Brooklyn CORE
Black Power part 4


The action was coordinated with Bronx CORE who simultaneously sat in for four hours at the UFT's main office. The Bronx CORE sit-in was much more peaceful. Members were served sandwiches and coffee even though they still did not get a meeting with Shankar. The two CORE chapters wanted Blacks and Puerto Ricans to have a part in the negotiations between the school boards and the UFT over the strike.

When BK CORE members came back to the BOE office the next day they were prevented from entering building by the police. Harlem CORE's Ralph Poynter had showed up with other teachers to the school he worked in, PS 175, that same morning and stated he was running the school.

On September 20, Bronx and BK CORE announced they would demand two community run schools be created, one in each borough, exclusively for the education of disruptive children. In their eyes, at issue was the fact most students deemed disruptive would be Black, a fact that over time has proven to be true. Within a few months, the BOE created 'Operation Return' which the CORE chapters saw as 'a bastardization and deliberate attempt to preclude establishment' of the program they originally proposed.

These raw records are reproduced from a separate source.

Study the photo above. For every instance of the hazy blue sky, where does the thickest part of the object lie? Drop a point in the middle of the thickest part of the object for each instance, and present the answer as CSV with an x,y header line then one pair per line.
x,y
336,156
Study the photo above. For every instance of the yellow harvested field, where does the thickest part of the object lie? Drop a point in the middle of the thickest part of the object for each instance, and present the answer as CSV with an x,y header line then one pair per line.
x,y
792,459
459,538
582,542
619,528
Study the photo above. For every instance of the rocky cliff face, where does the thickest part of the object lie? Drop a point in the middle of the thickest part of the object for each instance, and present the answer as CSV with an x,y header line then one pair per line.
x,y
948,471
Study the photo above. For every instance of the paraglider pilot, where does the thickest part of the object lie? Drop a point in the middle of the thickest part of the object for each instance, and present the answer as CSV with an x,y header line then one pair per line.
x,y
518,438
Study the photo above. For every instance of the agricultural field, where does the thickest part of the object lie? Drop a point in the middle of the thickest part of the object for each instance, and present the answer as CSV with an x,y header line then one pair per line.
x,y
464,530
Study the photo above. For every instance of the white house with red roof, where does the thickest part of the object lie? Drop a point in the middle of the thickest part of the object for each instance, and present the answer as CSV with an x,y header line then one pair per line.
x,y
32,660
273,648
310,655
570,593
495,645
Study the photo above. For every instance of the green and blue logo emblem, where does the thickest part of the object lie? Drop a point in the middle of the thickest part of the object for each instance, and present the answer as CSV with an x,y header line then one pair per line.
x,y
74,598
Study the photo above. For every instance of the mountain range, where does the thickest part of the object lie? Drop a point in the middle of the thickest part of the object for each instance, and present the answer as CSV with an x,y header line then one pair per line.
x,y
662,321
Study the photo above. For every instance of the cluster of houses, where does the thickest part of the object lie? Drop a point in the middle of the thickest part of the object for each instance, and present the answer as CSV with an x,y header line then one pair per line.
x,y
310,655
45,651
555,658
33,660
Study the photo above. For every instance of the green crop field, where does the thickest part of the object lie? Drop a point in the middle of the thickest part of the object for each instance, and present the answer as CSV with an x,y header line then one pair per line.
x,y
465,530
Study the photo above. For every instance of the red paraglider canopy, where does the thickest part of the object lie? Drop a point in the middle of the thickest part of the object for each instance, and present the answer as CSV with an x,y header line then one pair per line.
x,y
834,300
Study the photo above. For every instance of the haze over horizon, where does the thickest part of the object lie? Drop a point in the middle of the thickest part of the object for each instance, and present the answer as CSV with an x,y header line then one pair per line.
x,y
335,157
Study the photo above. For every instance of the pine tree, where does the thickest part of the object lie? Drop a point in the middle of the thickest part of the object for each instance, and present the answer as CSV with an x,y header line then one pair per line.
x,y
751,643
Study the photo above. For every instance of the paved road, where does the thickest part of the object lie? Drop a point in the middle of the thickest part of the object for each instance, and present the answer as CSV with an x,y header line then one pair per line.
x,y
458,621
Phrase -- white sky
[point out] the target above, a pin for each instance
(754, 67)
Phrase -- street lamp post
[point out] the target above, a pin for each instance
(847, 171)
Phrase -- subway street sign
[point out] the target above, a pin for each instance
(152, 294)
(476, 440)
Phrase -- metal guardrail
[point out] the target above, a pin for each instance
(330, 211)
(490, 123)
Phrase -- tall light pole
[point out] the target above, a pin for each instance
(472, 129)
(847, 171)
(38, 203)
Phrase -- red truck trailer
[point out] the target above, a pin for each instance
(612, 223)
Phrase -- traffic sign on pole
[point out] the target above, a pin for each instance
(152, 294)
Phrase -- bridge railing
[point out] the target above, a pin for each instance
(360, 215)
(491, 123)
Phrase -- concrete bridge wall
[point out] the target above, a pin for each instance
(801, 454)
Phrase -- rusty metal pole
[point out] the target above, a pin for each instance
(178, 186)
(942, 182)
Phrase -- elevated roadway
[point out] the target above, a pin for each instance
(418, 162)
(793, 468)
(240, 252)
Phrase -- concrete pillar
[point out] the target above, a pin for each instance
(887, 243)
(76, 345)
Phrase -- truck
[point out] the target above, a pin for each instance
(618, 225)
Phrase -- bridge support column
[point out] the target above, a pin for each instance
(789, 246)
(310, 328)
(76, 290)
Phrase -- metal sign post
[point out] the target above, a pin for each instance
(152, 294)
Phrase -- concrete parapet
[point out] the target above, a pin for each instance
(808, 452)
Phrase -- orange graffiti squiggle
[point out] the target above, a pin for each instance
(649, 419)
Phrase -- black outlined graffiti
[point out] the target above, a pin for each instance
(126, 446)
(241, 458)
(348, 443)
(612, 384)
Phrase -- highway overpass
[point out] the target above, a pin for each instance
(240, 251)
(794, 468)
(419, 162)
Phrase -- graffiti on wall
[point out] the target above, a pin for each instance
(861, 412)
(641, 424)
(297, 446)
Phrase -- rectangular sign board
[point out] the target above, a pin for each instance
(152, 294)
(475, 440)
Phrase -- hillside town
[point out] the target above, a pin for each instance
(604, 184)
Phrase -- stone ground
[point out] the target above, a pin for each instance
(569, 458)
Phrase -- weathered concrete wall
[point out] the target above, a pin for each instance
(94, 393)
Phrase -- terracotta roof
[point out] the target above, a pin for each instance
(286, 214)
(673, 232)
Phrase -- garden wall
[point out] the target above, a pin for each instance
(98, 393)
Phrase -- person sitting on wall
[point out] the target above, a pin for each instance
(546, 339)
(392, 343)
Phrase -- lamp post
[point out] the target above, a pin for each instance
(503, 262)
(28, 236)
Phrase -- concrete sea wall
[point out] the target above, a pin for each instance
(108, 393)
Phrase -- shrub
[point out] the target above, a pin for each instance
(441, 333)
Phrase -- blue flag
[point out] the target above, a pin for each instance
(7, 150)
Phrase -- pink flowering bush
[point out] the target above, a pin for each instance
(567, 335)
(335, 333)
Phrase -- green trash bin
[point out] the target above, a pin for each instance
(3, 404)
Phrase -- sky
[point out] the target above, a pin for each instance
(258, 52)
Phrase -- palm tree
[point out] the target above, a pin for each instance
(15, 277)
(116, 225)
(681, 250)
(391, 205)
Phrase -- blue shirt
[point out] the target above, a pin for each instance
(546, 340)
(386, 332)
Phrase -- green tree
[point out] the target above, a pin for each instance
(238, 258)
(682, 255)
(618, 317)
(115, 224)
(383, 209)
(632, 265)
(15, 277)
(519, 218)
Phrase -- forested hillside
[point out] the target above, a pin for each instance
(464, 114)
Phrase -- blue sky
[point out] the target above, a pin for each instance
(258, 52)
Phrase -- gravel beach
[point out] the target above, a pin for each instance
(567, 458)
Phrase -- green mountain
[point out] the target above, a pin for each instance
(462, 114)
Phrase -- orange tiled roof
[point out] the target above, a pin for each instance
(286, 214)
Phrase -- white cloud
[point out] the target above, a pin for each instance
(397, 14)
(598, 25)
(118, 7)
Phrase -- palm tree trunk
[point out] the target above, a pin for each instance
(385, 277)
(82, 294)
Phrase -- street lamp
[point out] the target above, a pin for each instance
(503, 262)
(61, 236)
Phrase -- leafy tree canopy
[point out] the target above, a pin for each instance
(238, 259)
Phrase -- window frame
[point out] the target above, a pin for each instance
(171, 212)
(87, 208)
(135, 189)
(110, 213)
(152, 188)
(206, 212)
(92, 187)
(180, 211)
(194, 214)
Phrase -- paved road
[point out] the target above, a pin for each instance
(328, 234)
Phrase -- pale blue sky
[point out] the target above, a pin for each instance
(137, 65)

The demand by the two CORE chapters was in response to issues regarding the UFT's negotiations including that of community control over schools. The Ocean Hill-Brownsville school district in Brooklyn was then part of an experimental project in community control done in conjunction with the Ford Foundation. Critics of the UFT argued the union was against it because community control threatened its member's jobs.

The UFT's illegal two week strike, during which BK CORE members were among those keeping the schools open and running, was said to have crippled the city's schools. It also created a long lasting enmity between the mostly White union members and the non-White community residents.

Many were especially angry over arguably racist remarks made by Shankar. He had warned parents during the strike that volunteers in the schools may have had 'transmissible diseases', been sex perverts and criminals, which played to stereotypes of Blacks and Puerto Ricans as unwashed, dirty, unhygienic and uncivilized. Isaiah Lewis in talking about the teachers who had walked out in Brooklyn, warned Shankar at a meeting he 'better have somebody to guard those teachers in our neighborhood from now on'.

1968
In January of 1968, the superintendent for schools called for security guards to be placed in the city's public schools as a response to BK CORE's actions and its hostilities with the UFT. He specifically noted a physical attack on staff members at JHS 117. According to the New York Times, four men wearing 'Black Muslim symbols', after arguing with the principal knocked out him out, the head of the social studies department and then knocked down the assistant principal. The men were reportedly incensed that students were kept outside the building in subzero temperatures because they had showed up early for mid-term tests. Most students in the school were Black and Latino while the staff was mostly White.

While Ali Lamont, 29, was arrested for the assault, the parents organization of district 13 instead condemned the Board of Education, blaming it for the attack and 'implicitly defended' the four men.

BK CORE also defended the attack noting that it came after multiple complaints of students being struck and abused in general by teachers and school staff. Some of those incidents had been confirmed by BOE officials. In fact, within days of the announcement there was an incident at JHS 258 where a teacher was fired for assaulting a student.

This was the beginning of NYC public school security, 'the first time in history that guards have been placed inside all city school buildings'.

Two weeks later, Shankar of the UFT specifically named BK CORE when it complained in the press that 'a hoodlum element' had gained control over some of the city's schools, including IS 201.

BK CORE responded by throwing an event in which it honored Lamont, Les Campbell and Herman Ferguson of South Jamaica CORE. Campbell had originally been transferred to JHS 271 from his first school for taking students to a memorial for Malcolm X at I.S. 201. Ferguson, an assistant principal in Queens, had been a consultant for the governing board at IS 201 before he was falsely arrested for conspiracy to assassinate the heads of the NAACP and the Urban League.